Saturday, March 1, 2014

Stay Secure: Welcome to the Post-Gox Era of Cryptocoins

In what probably shouldn't come as much of a surprise to anyone following my blog, I think the demise (or at least full shutdown for the time being) of MtGox is probably all for the best -- not just for Bitcoins, but for cryptocurrencies in general. It always struck me as a bit odd that the first major Bitcoin exchange managed to deal in numerous fiat currencies but never even made an attempt to branch out into other cryptocurrencies. Oh sure, there were talks on and off about supporting Litecoin, but if you can't properly run an exchange dealing with just one cryptocurrency, how would you support two, five, ten, etc. cryptocurrencies? So, farewell MtGox; you had your day in the sun, now it's time to move on.

Of course, the shutdown of MtGox does have some really odd aspects to consider. There was difficulty with getting fiat out of MtGox for close to a year now, and the result was that the price of Bitcoins on the exchange tended to be about 10% higher than on other exchanges. Just prior to the halting of BTC withdrawals, MtGox was trading at closer to $900 while places like BTC-e were closer to $800. I think that led to a lot of users putting BTC into MtGox and trading it for virtual fiat, in the hopes of then buying back in at a lower rate. When MtGox halted all BTC withdrawals, the reverse happened -- everyone that hadn't already converted their BTC to a fiat currency now panicked. The result was that prior to the closing of the web interface, MtGox was trading at closer to $100 where most other exchanges bottomed out in the $400-$500 range.

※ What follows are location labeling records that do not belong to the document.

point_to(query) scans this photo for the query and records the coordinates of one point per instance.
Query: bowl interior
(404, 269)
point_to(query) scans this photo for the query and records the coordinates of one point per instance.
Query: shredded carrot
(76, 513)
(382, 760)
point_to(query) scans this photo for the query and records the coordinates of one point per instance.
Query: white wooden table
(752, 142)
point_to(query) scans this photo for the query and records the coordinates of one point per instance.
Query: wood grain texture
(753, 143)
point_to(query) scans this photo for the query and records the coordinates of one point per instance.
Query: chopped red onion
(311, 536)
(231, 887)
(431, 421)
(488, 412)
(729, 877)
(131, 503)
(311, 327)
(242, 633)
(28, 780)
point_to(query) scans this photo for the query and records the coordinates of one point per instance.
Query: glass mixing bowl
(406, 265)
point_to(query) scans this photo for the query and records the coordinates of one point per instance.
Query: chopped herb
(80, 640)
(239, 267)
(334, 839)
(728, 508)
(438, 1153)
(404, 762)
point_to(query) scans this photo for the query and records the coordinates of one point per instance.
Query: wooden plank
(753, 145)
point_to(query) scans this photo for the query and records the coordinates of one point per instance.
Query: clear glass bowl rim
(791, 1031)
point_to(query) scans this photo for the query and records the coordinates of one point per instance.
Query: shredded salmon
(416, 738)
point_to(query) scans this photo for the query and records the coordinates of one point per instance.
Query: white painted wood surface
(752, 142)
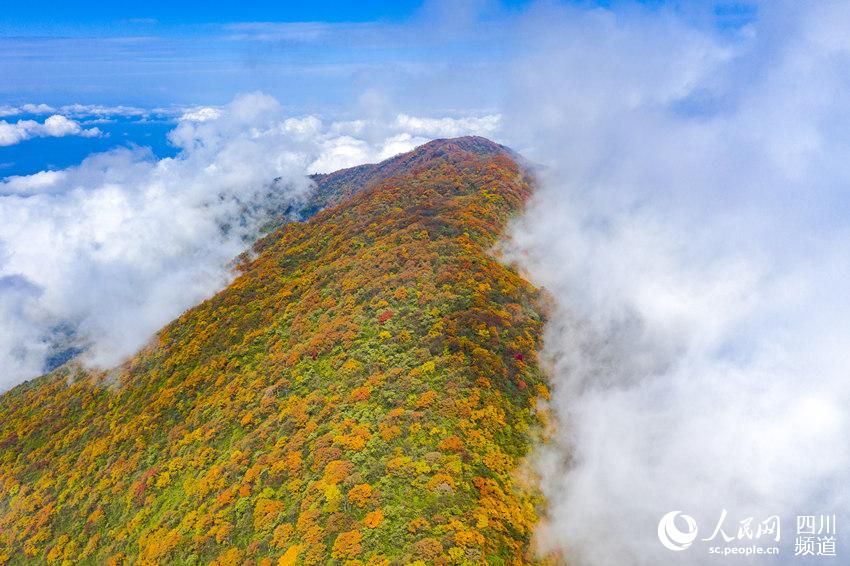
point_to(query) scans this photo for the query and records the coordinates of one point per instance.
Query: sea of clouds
(691, 226)
(101, 255)
(692, 229)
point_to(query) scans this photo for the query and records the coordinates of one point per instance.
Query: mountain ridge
(365, 391)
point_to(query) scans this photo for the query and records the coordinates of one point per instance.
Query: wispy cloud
(116, 247)
(690, 228)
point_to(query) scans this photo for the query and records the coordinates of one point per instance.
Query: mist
(691, 228)
(95, 258)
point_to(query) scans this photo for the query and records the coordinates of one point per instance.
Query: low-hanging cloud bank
(692, 227)
(56, 126)
(101, 255)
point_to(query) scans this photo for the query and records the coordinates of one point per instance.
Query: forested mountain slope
(364, 392)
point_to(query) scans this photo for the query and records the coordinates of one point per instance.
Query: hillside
(364, 392)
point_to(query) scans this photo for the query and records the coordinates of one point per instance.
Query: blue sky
(312, 55)
(334, 59)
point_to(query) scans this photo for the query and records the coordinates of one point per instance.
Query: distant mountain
(363, 393)
(333, 188)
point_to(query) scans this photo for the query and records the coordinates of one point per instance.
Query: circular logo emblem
(671, 536)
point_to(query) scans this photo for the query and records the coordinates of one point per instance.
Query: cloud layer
(103, 254)
(692, 230)
(56, 126)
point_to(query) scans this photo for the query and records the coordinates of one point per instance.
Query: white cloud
(692, 229)
(54, 126)
(118, 246)
(200, 114)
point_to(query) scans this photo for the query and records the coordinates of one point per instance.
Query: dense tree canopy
(364, 392)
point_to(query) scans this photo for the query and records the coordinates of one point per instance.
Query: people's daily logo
(671, 536)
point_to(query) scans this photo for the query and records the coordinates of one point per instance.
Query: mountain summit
(365, 391)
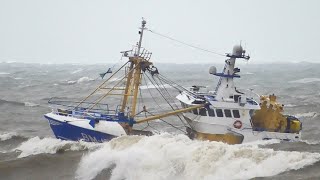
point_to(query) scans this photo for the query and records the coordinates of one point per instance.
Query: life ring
(237, 124)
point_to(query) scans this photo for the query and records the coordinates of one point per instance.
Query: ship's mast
(134, 76)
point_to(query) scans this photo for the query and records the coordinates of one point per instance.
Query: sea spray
(168, 156)
(37, 145)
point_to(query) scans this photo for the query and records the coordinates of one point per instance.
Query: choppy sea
(28, 149)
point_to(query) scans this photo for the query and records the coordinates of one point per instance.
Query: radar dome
(237, 50)
(212, 70)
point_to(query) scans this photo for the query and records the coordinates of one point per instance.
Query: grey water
(28, 149)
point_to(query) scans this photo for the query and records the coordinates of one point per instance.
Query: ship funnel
(212, 70)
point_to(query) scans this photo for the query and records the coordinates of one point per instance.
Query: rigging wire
(165, 98)
(186, 44)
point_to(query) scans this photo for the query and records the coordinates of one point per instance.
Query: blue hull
(66, 131)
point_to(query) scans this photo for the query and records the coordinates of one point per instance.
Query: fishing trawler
(234, 116)
(97, 117)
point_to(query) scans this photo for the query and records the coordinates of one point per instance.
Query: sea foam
(7, 136)
(36, 145)
(168, 156)
(306, 80)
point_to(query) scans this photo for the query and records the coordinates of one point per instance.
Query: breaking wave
(168, 156)
(16, 103)
(308, 114)
(4, 73)
(305, 80)
(7, 136)
(81, 80)
(31, 104)
(76, 71)
(36, 145)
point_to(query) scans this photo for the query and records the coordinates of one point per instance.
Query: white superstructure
(228, 115)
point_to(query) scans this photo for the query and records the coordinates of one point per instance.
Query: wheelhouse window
(236, 113)
(211, 112)
(203, 112)
(219, 112)
(227, 113)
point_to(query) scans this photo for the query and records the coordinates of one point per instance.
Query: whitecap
(31, 104)
(290, 105)
(84, 79)
(167, 156)
(305, 80)
(4, 73)
(71, 82)
(76, 71)
(308, 114)
(7, 136)
(37, 145)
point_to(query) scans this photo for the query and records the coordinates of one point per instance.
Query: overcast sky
(84, 31)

So here's where things get a bit interesting. No one could withdraw BTC from MtGox, and suddenly people were dumping BTC at crazy-low prices in order to recover any potential money. Who would want to buy BTC on a failing exchange that wasn't allowing anyone to withdraw? I have at least one good answer: MtGox. Just sit in the background, buy up chunks of BTC at prices 75% lower than the rest of the BTC world, and when the dust settles and everything has cleared up, even after losing 8000+ BTC due to their negligence (i.e. zero confirmation approved transfers that became subject to transaction malleability) MtGox ought to have a whole ton of BTC sitting in cold storage somewhere. Refund all of the people that didn't sell and weren't able to withdraw, so that you didn't "steal" anything, and MtGox still has a big pile of BTC they can either hold or trade on other exchanges.

Conspiracy theory? Perhaps, but in this wild west world of little to no government oversight or regulations, it's entirely possible. And while we're on the subject of exchanges, there are other goings-on of the past week that are worth noticing. For one, Coinmarket.io went down because their system is basically designed to shut down if something unexpected happens -- which isn't really a bad idea as it should hopefully prevent anyone from withdrawing a ton of coins via some hack. The site remains offline after several days, and they're apparently "rewriting" (more likely debugging) the back-end for the site; we'll see if/when they return.

Another exchange with some woes: C-CEX.com, who I have used quite a bit for trading DRK in the past couple of weeks. Apparently some buggy code got deployed and one user, lojack, somehow ended up with a few hundred BTC in his account. Since it wasn't "real" BTC -- it was a glitch in the C-CEX system -- he decided to buy up a different cryptocurrency and withdraw that. That currency was DRK, and he caused the price to spike from around 0.002 BTC to 0.008 BTC. Then he transferred the DRK to Poloniex and dumped it, causing a price crash there, and shortly thereafter mayhem ensued. Feeling some remorse after the fact, lojack/Nathan has tried to return the coins, and at least personally I got my 2400 or so DRK back (but lost my 6.6 BTC in the process). Others are apparently still waiting, and I've personally pulled all my coins out of C-CEX for the time being.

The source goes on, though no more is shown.